SOMOS TODAS ABUSADAS…

 

Depoimento de A. R.

SOMOS TODAS ABUSADAS…

Eram cinco horas da tarde, mais ou menos. Eu andava tranquila pela rua principal de São Leopoldo, na parte dupla da Rua Grande, que na época só tinha casas residenciais. Voltava do ballet.

Vestia uma calça vermelha larga e uma blusa (talvez justa?), carregando uma mochila com os acessórios do ballet e um tênis que havia comprado pouco antes. De repente, sinto algo no meu pescoço —- um canivete —- e alguém que me agarra por trás, tentando baixar minhas calças.

Sem muito pensar, dobrei meu joelho, chutando com toda força o meio das pernas do cara.

 Isso foi numa época em que não havia o discurso do “não reaja”. O cara se curvou de dor, deixando cair o canivete. Peguei o canivete e comecei a gritar pela ajuda do Olímpio (que morava justamente na esquina do acontecido e era meu amigo de colégio).

O cara começou a correr. Percebi que ele estava com minha mochila e fui atrás. Arranquei a mochila dele (acreditem), mas ele conseguiu ainda tirar minha carteira. Foi somente quando o Olímpio abriu a porta da casa e entrei, que me dei conta do que tinha acontecido. Eu tremia e chorava. De medo —- por ele estar com meus documentos e poder me encontrar —- e de raiva, por me sentir invadida e impotente.

Eu devia ter uns 16 anos na época. Nunca mais consegui andar nas ruas sem ter a sensação de que alguém vai me atacar. O tempo não apagou o sentimento.

É a primeira vez que escrevo sobre esse acontecimento, mas sempre que tenho uma oportunidade, conto às pessoas que conheço. Não canso de repeti-la, pois acredito que não devemos ter vergonha do que nos acontece.
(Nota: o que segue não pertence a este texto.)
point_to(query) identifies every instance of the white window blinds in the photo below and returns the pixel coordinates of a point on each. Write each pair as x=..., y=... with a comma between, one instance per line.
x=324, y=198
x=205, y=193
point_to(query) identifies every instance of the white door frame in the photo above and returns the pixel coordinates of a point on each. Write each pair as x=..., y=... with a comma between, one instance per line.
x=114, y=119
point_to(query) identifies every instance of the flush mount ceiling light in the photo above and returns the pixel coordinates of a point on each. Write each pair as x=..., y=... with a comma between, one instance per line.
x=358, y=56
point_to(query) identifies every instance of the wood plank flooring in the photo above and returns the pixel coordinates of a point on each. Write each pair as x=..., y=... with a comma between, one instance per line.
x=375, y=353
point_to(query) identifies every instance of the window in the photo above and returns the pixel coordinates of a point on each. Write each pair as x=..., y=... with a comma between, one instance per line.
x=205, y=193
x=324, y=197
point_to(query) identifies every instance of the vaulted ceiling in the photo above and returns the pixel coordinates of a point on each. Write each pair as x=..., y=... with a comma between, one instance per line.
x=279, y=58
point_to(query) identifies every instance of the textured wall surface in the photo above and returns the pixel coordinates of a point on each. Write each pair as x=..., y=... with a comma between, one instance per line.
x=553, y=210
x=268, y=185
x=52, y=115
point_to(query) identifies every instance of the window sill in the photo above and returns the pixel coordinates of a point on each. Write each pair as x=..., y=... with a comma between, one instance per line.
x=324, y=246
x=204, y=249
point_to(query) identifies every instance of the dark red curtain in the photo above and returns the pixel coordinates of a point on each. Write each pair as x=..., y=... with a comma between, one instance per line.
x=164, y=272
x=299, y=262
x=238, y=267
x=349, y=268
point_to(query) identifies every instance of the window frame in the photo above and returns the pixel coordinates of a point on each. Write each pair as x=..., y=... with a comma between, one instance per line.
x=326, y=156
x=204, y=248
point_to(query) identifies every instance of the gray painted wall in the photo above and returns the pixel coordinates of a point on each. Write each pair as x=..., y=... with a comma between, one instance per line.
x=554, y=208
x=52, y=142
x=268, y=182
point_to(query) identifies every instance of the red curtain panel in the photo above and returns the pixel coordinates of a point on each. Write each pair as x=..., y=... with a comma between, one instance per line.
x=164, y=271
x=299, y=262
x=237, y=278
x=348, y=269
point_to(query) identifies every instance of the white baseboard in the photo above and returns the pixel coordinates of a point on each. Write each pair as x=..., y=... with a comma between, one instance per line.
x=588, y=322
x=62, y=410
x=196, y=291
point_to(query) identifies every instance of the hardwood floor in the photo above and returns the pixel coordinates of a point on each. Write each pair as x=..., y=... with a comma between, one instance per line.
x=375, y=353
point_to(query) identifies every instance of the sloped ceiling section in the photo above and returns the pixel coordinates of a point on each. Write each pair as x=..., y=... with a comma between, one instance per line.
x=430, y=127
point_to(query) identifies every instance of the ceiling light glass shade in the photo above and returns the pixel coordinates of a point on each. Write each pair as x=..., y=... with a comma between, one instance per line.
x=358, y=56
Não posso comparar meus sentimentos com os sentimentos de minhas amigas que foram violentadas sexualmente (três de minhas grandes amigas já foram violentadas e me contaram em sigilo com muito sofrimento!), mas posso dizer que precisamos nos unir e dar um basta na falta de respeito, na agressão cotidiana que todas as mulheres sofrem.

imagesNão devemos ter vergonha. São eles que têm que ter vergonha!!!

 

Cantadas, assobios, passar a mão, esfreguões nos ônibus…. tudo isso são sinais de um mesmo processo que incentiva, possibilita e permite que nós sejamos abusadas. Se você enxergar isso, comece a bater palmas para a mulher e se posicione bem ao lado dela, porque ela é uma lutadora, uma pessoa que labuta todos os dias, mesmo que a cada manhã tenha vontade de ser invisível, só para não correr o risco de ser abusada. Vamos fazer uma onda de palmas e nos aproximarmos umas das outras. E os homens que são justos, que amam de verdade as mulheres, juntem-se a nós também. Quem ficará no ridículo vai ser o abusador, e aí JUNTOS podemos denunciar. Se a polícia não consegue dar conta disso, nós podemos.

O que me surpreende é o silêncio e a conivência de homens e mulheres sobre isso. Àquelas mulheres que nunca se sentiram abusadas, podem ter certeza de que SOMOS TODAS ABUSADAS. Basta ver qual mulher poderia afirmar com certeza de que sairia de madrugada às ruas, sozinha e tranquila. Se uma (1) mulher sofre, todas sofremos. Não há meia justiça, nem meio abuso. Não há felicidade sem felicidade da humanidade. Não silencie ou seja conivente. O tempo não cura o sofrimento, mas falar sobre isso pode ajudar outras mulheres não sofrerem em silêncio. Sofrimento “escutado” e partilhado é sofrimento amenizado. Palmas a todas nós mulheres!